Quando a notícia chega e é preciso renomear a palavra
A espera de 20 anos por um telefonema, a viagem que ninguém quer fazer, e a vida que continua na pele de quem veio depois
Se eu perguntar a um amigo imigrante qual é o seu maior pesadelo posso advinhar a resposta. Preciso dizer que o tipo de imigrante sobre o qual falo está fechado em um círculo de privilégios: tem trabalho, e situação legal e financeira estáveis. Somos nós, que escolhemos migrar do nosso país em busca de outras oportunidades; seguimos família, cônjuge, vencemos com muito esforço bolsas de estudo ou procuramos apenas um sossego - que fatalmente não chegará, pelo menos da maneira que imaginamos.
Mas os sonhos, as aspirações e superações estão sempre na companhia de um pesadelo. Ele ronda nossas noites de sono e, quando estamos acordados, fica à espreita, nas nossas manhãs no transporte público, nos finais de semana viajando por cidades novas. Um dia, que a gente não sabe quando, o telefone irá tocar. Provavelmente veremos um nome familiar aparecer na tela do celular. Em alguns casos, desconfiaremos do que está acontecendo, em outros seremos pegos na mais absurda e estúpida surpresa: - seu pai/sua mãe acabou de falecer.
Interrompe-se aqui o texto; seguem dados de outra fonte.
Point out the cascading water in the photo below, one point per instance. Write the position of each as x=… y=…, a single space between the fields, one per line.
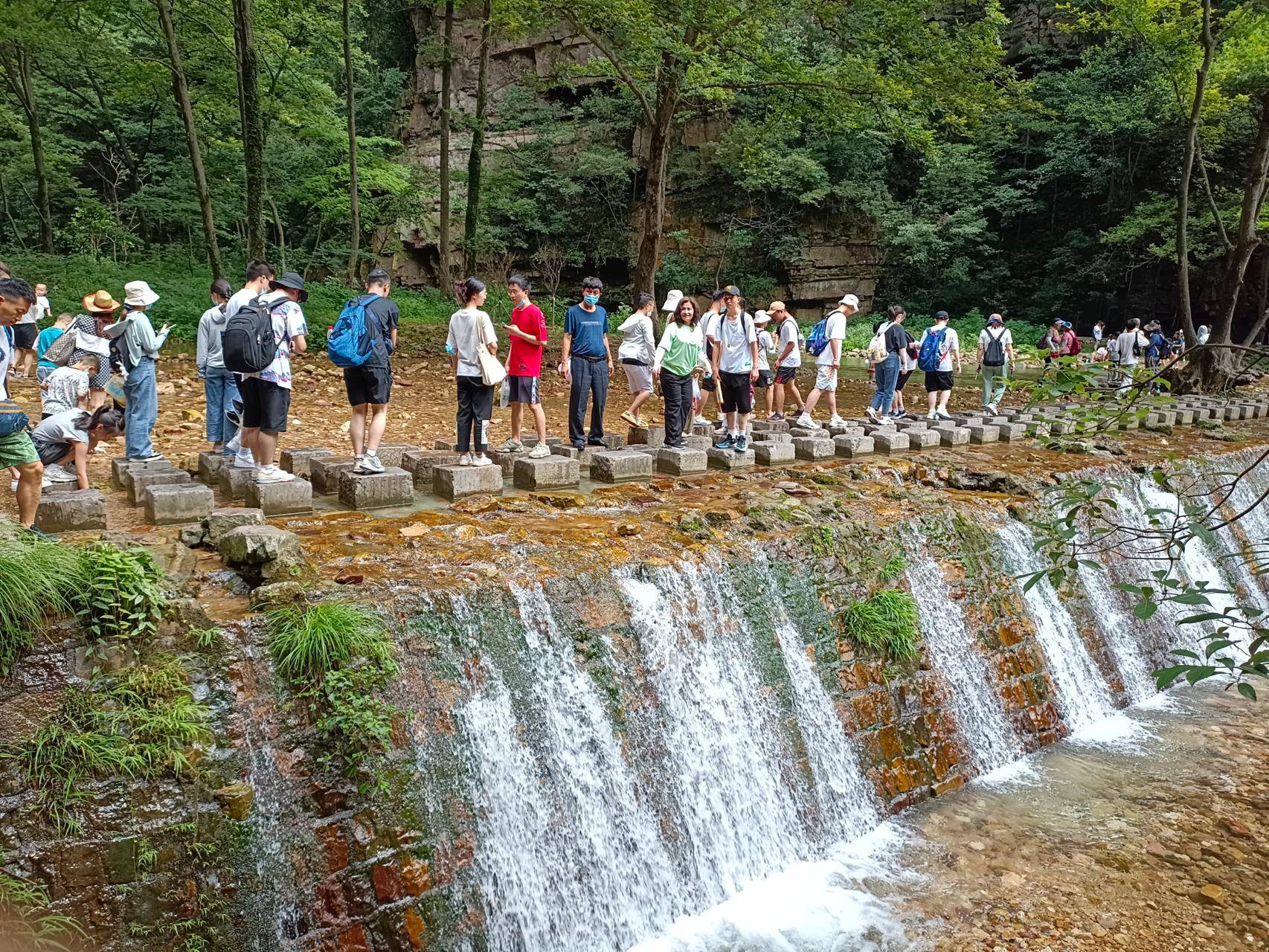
x=1082 y=691
x=979 y=710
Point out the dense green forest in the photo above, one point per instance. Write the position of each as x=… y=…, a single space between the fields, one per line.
x=1092 y=160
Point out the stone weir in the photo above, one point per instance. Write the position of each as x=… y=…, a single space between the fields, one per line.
x=600 y=714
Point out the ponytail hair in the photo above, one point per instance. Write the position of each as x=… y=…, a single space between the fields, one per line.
x=466 y=289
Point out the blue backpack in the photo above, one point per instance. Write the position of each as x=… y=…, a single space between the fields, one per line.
x=932 y=352
x=352 y=341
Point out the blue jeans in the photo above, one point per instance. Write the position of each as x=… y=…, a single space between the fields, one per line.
x=142 y=411
x=886 y=373
x=221 y=390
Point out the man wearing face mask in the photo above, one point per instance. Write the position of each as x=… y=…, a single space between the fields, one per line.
x=588 y=364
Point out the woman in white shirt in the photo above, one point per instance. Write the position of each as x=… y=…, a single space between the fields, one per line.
x=636 y=353
x=471 y=329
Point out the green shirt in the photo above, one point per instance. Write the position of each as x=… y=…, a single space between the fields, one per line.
x=679 y=350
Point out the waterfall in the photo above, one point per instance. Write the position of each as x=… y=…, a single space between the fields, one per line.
x=1082 y=691
x=979 y=710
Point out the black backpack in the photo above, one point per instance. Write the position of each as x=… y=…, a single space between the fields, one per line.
x=248 y=341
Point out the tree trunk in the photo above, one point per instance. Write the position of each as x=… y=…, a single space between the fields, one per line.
x=350 y=91
x=476 y=156
x=1183 y=291
x=181 y=91
x=446 y=62
x=253 y=127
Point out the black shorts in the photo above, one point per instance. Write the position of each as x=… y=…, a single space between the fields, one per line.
x=524 y=390
x=266 y=405
x=367 y=385
x=733 y=393
x=25 y=335
x=938 y=381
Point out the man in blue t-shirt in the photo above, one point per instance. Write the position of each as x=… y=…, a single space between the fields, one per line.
x=587 y=363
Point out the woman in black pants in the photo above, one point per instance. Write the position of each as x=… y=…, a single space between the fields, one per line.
x=678 y=359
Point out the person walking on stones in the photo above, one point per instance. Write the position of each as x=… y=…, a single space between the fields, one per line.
x=735 y=367
x=267 y=393
x=677 y=363
x=219 y=386
x=370 y=386
x=138 y=353
x=636 y=353
x=588 y=363
x=471 y=329
x=995 y=358
x=938 y=355
x=527 y=333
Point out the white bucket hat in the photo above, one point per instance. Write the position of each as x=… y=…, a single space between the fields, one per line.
x=138 y=294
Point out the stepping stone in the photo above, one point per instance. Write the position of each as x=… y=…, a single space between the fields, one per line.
x=457 y=481
x=618 y=465
x=324 y=472
x=210 y=466
x=221 y=522
x=548 y=472
x=646 y=436
x=295 y=498
x=296 y=460
x=375 y=490
x=773 y=454
x=420 y=463
x=889 y=441
x=71 y=512
x=853 y=446
x=235 y=481
x=678 y=463
x=983 y=433
x=138 y=480
x=730 y=458
x=814 y=448
x=176 y=504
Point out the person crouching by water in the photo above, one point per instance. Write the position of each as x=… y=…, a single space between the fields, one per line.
x=678 y=362
x=471 y=329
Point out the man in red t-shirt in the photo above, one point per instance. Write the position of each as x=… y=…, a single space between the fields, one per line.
x=528 y=335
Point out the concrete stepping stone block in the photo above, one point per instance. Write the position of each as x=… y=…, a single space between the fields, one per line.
x=295 y=498
x=138 y=480
x=890 y=441
x=620 y=465
x=71 y=512
x=457 y=481
x=234 y=483
x=376 y=490
x=178 y=504
x=296 y=460
x=679 y=463
x=324 y=472
x=814 y=447
x=420 y=463
x=768 y=452
x=853 y=446
x=548 y=472
x=730 y=458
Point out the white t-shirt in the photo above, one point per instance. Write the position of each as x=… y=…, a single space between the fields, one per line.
x=465 y=337
x=735 y=337
x=837 y=330
x=951 y=341
x=788 y=335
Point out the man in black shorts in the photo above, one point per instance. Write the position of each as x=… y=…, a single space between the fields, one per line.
x=370 y=386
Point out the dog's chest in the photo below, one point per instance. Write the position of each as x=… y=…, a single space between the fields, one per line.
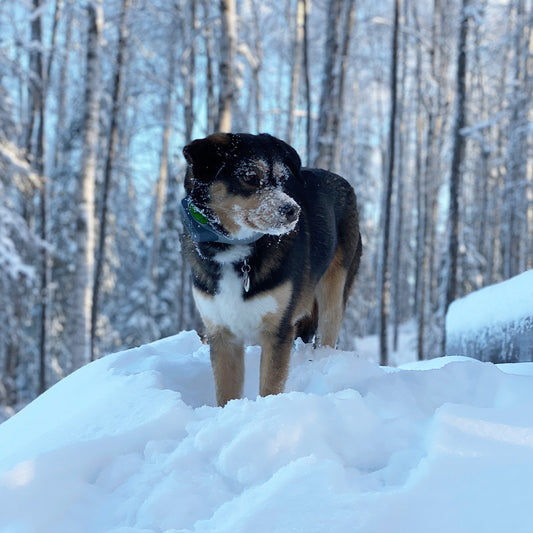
x=229 y=309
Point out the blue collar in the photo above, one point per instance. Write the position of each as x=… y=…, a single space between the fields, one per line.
x=201 y=230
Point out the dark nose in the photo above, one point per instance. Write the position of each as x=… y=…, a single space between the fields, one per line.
x=289 y=211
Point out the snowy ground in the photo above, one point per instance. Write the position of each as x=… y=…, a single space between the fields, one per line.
x=133 y=444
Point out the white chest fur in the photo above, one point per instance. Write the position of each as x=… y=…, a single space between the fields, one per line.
x=229 y=309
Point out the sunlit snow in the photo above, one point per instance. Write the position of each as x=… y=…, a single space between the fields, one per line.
x=132 y=443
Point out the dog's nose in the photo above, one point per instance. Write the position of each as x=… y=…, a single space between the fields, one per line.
x=290 y=211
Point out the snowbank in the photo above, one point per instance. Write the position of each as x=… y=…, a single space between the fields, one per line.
x=133 y=444
x=495 y=323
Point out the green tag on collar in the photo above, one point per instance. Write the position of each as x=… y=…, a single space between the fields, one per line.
x=197 y=215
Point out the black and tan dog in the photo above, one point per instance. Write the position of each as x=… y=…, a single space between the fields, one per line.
x=274 y=249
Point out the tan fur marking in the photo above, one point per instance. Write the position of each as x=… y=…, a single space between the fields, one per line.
x=282 y=295
x=275 y=355
x=274 y=364
x=279 y=171
x=227 y=361
x=329 y=295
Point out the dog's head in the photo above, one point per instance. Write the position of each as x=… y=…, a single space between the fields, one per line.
x=238 y=182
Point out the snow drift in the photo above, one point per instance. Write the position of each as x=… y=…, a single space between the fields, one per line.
x=133 y=444
x=495 y=323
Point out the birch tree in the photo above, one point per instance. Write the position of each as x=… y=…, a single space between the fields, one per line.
x=81 y=303
x=228 y=45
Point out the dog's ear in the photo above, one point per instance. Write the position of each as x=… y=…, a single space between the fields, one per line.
x=205 y=157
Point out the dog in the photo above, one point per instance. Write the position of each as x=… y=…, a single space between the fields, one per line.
x=274 y=249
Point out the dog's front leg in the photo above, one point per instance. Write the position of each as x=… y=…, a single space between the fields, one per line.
x=227 y=361
x=275 y=356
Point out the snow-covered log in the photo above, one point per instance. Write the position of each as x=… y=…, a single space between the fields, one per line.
x=495 y=323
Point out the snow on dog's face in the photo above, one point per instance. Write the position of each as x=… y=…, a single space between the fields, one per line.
x=238 y=181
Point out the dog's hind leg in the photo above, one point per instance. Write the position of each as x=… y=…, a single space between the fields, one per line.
x=275 y=356
x=330 y=296
x=227 y=361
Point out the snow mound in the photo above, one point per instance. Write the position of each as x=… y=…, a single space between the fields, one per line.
x=495 y=323
x=132 y=443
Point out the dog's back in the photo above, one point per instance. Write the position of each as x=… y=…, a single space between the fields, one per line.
x=335 y=250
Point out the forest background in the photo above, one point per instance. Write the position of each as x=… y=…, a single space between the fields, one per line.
x=426 y=107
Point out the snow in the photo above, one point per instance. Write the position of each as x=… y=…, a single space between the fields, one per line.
x=132 y=443
x=494 y=323
x=502 y=303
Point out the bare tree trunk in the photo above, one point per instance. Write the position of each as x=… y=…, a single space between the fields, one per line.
x=298 y=49
x=210 y=101
x=108 y=171
x=387 y=198
x=37 y=112
x=457 y=159
x=80 y=340
x=307 y=79
x=228 y=44
x=324 y=152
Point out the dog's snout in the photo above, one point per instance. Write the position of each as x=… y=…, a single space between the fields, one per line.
x=290 y=211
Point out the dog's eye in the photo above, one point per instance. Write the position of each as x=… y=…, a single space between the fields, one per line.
x=250 y=178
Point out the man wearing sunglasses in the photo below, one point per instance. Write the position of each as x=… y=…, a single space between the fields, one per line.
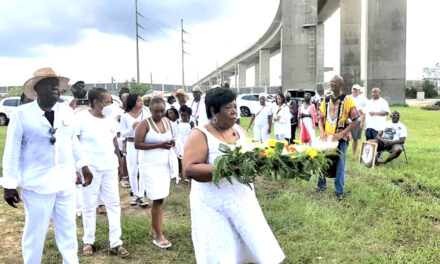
x=41 y=156
x=392 y=138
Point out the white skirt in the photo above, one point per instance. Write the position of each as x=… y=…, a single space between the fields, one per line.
x=155 y=180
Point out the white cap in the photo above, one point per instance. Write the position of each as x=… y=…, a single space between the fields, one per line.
x=356 y=87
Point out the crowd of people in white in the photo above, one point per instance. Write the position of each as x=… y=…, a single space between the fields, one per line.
x=68 y=159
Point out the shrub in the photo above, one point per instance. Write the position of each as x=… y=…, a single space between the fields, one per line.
x=429 y=89
x=411 y=92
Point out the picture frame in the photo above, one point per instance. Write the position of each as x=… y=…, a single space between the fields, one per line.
x=368 y=154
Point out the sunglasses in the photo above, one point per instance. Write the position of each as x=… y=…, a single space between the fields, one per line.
x=52 y=139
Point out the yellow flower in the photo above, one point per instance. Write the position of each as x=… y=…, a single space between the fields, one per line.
x=312 y=153
x=271 y=142
x=269 y=152
x=298 y=142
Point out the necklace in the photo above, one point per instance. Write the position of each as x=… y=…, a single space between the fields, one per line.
x=221 y=134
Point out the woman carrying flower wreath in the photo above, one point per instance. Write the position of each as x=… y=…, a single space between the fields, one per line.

No meu caso foi algo esperado, imaginado e até treinado. No último mês, fiz uma viagem de dois dias para as montanhas, coloquei meu passaporte na bolsa, caso fosse necessário mudar a rota. Agendei muitos trabalhos, olhando o calendário, tentando fugir dos dias, das datas possíveis, preenchendo os quadrados como quem recusa um compromisso irrevogável. E enfim, no finalzinho de outubro entendi que era o momento, que a tal ligação estava muito, muito próxima, e, prudente que sou, resolvi me antecipar.
Reforço que, na condição de imigrante privilegiada, tive a possibilidade de me programar nos últimos meses para uma despesa não indiferente de uma passagem aérea comprada de última hora, e, ainda assim, precisei postergar meu voo para o dia seguinte. O domingo não é um bom dia para receber uma notícia ruim.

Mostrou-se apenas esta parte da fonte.